Illegal pot farm probably didn’t cause Rim fire, official says
A U.S. Forest Service official said Wednesday that the massive Rim fire burning into Yosemite National Park was probably not caused by an illegal marijuana farm, despite earlier comments made by a local fire chief.
“That was only one of many rumors,” said Jerry Snyder of the U.S. Forest Service.
Full containment of the 370-square-mile Rim fire isn’t expected for two weeks and investigators aren’t sure what started it. The rumor that marijuana growers may have been involved began when Twain Harte Fire and Rescue Chief Todd McNeal told a community meeting that the blaze was definitely human-caused.
On Aug. 23, McNeal said the fire started in a section of the Stanislaus National Forest that is inaccessible by foot or vehicle and that it was “highly suspected” that an illegal “marijuana-grow type of thing" had somehow sparked the blaze.

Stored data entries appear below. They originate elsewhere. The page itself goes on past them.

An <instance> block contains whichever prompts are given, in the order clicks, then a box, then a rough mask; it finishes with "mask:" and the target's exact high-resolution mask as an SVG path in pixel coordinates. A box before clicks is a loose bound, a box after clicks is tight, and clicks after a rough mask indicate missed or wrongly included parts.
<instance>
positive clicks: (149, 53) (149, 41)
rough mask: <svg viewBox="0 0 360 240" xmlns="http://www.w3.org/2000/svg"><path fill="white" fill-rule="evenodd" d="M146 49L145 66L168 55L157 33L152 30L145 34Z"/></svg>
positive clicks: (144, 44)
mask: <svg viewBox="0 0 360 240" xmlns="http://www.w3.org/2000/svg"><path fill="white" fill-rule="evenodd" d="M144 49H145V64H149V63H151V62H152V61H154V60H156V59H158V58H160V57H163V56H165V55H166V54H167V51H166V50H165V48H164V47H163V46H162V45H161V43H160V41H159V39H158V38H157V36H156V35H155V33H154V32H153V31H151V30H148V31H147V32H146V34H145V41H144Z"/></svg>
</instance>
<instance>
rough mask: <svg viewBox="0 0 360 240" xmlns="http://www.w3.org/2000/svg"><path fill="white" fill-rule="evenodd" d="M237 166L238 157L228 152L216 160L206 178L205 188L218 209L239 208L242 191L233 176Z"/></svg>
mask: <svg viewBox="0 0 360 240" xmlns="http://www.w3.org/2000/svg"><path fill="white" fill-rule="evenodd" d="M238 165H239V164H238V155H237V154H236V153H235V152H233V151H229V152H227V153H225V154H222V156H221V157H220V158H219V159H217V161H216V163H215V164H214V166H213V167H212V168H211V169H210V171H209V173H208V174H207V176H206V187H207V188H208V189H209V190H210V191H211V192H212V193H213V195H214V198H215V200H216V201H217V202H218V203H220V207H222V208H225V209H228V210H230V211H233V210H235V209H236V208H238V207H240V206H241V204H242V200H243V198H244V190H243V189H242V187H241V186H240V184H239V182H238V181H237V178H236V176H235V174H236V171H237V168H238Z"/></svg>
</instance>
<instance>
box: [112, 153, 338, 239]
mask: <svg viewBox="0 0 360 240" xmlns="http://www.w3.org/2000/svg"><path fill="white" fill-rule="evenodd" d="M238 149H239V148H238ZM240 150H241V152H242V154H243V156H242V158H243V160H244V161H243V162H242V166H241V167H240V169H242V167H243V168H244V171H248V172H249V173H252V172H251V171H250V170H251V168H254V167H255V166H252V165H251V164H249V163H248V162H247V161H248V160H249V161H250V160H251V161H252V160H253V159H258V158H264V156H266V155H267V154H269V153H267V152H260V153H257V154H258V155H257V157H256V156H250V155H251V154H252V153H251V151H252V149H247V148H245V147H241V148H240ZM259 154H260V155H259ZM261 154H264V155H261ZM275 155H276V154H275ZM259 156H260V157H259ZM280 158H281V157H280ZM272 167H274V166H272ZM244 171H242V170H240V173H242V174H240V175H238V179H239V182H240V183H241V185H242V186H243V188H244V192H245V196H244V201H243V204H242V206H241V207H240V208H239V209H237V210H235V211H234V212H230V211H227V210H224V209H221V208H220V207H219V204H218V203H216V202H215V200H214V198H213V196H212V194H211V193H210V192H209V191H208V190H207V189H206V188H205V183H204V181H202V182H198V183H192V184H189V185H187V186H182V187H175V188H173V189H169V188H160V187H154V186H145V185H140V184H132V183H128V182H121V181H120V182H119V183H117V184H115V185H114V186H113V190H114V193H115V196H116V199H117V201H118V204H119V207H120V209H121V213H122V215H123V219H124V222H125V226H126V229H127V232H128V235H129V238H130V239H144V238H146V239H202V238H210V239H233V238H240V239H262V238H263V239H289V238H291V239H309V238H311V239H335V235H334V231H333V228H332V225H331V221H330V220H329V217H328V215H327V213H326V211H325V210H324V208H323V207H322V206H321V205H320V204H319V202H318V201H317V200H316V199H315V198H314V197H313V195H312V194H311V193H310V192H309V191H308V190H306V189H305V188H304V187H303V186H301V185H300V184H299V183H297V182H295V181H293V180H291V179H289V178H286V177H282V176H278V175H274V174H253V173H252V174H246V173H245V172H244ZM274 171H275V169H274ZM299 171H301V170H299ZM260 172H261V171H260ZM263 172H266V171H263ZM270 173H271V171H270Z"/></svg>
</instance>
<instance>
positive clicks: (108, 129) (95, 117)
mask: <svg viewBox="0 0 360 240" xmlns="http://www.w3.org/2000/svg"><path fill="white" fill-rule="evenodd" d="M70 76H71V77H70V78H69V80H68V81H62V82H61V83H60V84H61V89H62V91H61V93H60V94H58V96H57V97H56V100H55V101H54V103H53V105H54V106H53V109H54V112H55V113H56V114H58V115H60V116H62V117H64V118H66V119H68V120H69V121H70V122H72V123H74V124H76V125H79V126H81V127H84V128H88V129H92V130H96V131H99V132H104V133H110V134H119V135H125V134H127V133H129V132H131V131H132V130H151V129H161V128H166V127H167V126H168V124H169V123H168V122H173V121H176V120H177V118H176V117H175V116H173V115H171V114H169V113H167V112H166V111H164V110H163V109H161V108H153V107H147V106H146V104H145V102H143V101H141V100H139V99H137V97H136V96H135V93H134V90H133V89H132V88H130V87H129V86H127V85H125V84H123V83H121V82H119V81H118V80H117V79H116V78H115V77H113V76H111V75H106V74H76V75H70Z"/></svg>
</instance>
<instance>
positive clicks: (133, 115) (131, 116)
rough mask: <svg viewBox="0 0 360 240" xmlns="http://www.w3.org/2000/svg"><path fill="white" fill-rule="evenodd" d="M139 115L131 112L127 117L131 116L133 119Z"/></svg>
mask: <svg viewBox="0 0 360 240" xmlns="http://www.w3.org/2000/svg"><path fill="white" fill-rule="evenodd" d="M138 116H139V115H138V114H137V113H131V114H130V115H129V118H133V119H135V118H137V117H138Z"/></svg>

But Snyder said that at this point in their review, investigators have not found any evidence that marijuana was grown in the area where the fire probably started Aug. 17.
There would also have been no real access for illegal growers, Snyder said, and there was no probable water source evident.
“Most of these gardens, they need access ... they need to be able to get in there ... and there are no roads in this area,” Snyder said. “You need a water source ... this fire started considerably above the river.”
The fire is 80% contained and Snyder said it is estimated that full containment will be about Sept. 20. The Rim fire has destroyed 111 buildings, including 11 residences. It has so far cost $72 million to fight.